Stinky? It's not his sweat, it's your nose

By Julie SteenhuysenTue Sep 18, 3:01 AM ET

When it comes to a man's body odour, the fragrance -- or stench -- is in the

nose of the beholder, according to U.S. researchers who suggest a single gene

may determine how people perceive body odour.

The study, published online on Sunday in the journal Nature, helps explain why

the same sweaty man can smell like vanilla to some, like urine to others and

for about a third of adults, have no smell at all.

"This is the first time that any human odorant receptor is associated with how

we experience odours," Hiroaki Matsunami of Duke University in North Carolina

said in a telephone interview.

Matsunami and colleagues at Duke and Rockefeller University in New York focused

on the chemical androstenone, which is created when the body breaks down the

male sex hormone testosterone.

Androstenone is in the sweat of men and women, but it is more highly

concentrated in men. How one perceives its smell appears to have a lot to do

with variations in one odour receptor gene called OR7D4.

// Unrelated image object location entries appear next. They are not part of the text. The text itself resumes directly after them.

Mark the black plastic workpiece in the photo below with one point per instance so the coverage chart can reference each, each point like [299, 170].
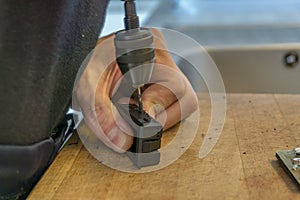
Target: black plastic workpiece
[147, 135]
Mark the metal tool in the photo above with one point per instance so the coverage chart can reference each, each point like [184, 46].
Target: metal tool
[135, 57]
[134, 50]
[290, 160]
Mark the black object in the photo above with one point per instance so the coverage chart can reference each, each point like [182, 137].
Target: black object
[285, 158]
[134, 48]
[291, 59]
[147, 135]
[42, 45]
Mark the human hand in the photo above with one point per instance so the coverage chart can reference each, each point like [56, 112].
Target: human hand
[169, 97]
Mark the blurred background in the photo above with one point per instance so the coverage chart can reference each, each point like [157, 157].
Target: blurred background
[255, 44]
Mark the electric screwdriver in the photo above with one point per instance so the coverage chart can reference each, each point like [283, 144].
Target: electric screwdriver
[135, 57]
[134, 50]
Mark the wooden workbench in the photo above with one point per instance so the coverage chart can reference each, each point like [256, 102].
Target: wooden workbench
[241, 166]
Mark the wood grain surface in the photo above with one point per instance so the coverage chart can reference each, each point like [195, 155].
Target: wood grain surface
[241, 166]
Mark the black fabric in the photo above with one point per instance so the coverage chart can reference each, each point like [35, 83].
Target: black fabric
[21, 166]
[42, 44]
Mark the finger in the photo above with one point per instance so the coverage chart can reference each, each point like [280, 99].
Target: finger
[113, 130]
[168, 85]
[178, 110]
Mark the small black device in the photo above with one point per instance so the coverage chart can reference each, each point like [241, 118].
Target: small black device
[147, 135]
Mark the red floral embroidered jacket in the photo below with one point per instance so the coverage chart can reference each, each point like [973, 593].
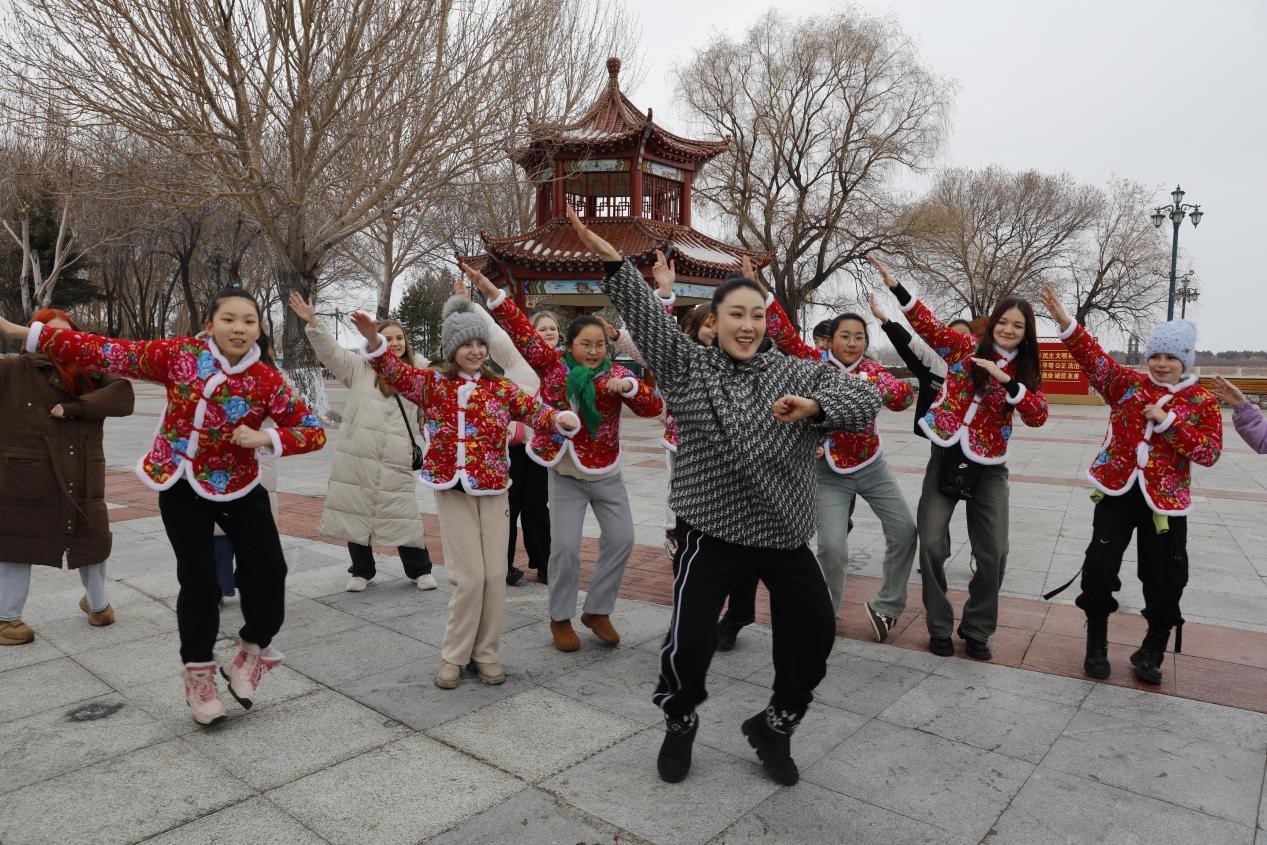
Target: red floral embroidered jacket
[982, 423]
[1156, 455]
[598, 452]
[466, 422]
[845, 451]
[207, 399]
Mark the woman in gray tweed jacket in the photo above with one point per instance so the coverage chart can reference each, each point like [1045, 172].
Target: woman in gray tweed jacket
[749, 423]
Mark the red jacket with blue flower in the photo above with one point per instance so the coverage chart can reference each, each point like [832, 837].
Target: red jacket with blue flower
[1137, 450]
[845, 451]
[981, 422]
[596, 454]
[466, 422]
[207, 399]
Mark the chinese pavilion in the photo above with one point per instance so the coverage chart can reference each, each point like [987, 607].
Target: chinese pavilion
[630, 180]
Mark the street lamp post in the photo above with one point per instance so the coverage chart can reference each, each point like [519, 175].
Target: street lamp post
[1176, 212]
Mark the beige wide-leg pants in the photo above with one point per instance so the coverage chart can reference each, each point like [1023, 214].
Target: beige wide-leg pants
[474, 531]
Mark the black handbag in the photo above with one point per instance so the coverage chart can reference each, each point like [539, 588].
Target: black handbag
[417, 452]
[957, 474]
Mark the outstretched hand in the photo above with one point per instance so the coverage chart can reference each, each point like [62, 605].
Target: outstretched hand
[303, 308]
[368, 327]
[792, 408]
[883, 271]
[1053, 305]
[593, 242]
[664, 273]
[1228, 393]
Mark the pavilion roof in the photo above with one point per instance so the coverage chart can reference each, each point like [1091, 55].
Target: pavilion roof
[554, 247]
[612, 122]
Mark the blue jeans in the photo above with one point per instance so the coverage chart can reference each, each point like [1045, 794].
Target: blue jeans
[987, 532]
[877, 487]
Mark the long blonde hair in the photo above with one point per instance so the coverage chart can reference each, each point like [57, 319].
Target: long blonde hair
[384, 388]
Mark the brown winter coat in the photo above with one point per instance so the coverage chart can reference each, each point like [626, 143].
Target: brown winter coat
[52, 471]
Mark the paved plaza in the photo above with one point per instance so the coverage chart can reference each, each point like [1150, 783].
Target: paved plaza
[351, 741]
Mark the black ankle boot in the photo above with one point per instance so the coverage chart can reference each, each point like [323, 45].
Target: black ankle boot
[1096, 663]
[1148, 659]
[770, 734]
[679, 734]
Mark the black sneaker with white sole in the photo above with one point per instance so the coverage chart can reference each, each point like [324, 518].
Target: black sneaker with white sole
[881, 623]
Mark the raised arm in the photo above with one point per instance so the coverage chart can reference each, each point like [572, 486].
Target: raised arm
[1110, 379]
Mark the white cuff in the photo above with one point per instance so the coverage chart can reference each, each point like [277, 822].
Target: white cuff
[276, 444]
[33, 337]
[375, 354]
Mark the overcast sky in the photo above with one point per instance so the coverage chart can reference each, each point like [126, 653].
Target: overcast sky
[1157, 91]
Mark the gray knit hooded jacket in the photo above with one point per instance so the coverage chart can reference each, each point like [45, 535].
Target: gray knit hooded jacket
[740, 474]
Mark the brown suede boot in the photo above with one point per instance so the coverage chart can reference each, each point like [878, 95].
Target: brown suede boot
[565, 637]
[601, 626]
[98, 618]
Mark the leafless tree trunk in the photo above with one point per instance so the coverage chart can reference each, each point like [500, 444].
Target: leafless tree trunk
[983, 235]
[820, 112]
[309, 114]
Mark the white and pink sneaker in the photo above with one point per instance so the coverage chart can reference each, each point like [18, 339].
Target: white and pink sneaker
[200, 693]
[247, 669]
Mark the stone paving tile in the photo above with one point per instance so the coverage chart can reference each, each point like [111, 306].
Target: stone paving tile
[992, 720]
[398, 794]
[44, 686]
[122, 800]
[364, 650]
[535, 734]
[1058, 808]
[295, 737]
[1219, 779]
[924, 777]
[534, 816]
[408, 694]
[251, 822]
[70, 737]
[810, 813]
[621, 787]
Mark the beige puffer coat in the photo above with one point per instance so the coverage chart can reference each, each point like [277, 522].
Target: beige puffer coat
[371, 498]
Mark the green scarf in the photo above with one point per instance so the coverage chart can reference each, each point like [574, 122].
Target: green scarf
[580, 390]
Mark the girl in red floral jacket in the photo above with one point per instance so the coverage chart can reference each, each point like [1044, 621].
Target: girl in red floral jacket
[468, 412]
[585, 470]
[971, 419]
[853, 465]
[203, 463]
[1161, 422]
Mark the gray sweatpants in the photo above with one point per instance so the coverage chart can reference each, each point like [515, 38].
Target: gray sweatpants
[611, 503]
[987, 532]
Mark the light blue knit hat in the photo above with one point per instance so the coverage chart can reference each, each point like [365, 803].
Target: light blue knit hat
[1176, 338]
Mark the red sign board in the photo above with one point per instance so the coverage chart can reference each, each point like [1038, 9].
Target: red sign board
[1062, 375]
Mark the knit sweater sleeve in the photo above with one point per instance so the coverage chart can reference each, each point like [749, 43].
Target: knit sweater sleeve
[848, 403]
[667, 350]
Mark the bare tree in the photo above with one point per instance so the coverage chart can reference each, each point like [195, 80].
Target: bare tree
[312, 115]
[821, 113]
[1114, 278]
[983, 235]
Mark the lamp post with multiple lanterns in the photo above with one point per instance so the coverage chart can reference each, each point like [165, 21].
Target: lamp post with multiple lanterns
[1176, 212]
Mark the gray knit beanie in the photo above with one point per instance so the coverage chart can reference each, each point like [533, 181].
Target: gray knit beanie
[1176, 338]
[461, 323]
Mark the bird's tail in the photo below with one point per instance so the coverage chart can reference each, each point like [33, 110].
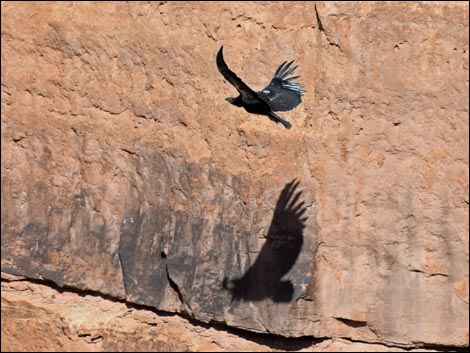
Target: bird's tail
[277, 119]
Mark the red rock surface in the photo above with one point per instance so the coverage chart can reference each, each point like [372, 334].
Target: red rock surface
[124, 170]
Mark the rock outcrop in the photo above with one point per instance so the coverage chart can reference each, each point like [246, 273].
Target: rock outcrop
[125, 172]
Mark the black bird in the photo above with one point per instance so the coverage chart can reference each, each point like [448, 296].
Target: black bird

"It is well known that people have different perceptions to androstenone. But

people didn't know what was the basis of it," Matsunami said.

To find out, researchers in Matsunami's lab tested sweat chemicals on most of

the 400 known odour receptors used by the nose to sniff out smells and

chemicals.

They found the OR7D4 gene reacted strongly with the sex steroid androstenone.

Next, they tested whether variations in this gene had an impact on how people

perceived the smell of androstenone in male sweat.

They took blood samples and sequenced the DNA of 400 people who participated in

a smell perception test done in Leslie Vosshall's lab at Rockefeller.

What they found is slight genetic variations determine whether androstenone has

a pungent smell, a sweet, vanilla-like smell or no smell at all.

The role of androstenone is not well understood in humans, but in pigs it sends

a powerful sex signal that puts sows in the mood for love.

"It facilitates the courtship behaviour in females," Matsunami said.

"There is some evidence published showing this chemical can modify the mood or

hormone levels in humans," he said. "What we don't know is whether the receptor

we found was in any way involved in this process."

He and colleagues will further study this aspect to understand how smelling

these chemicals might affect human social and sexual behaviour.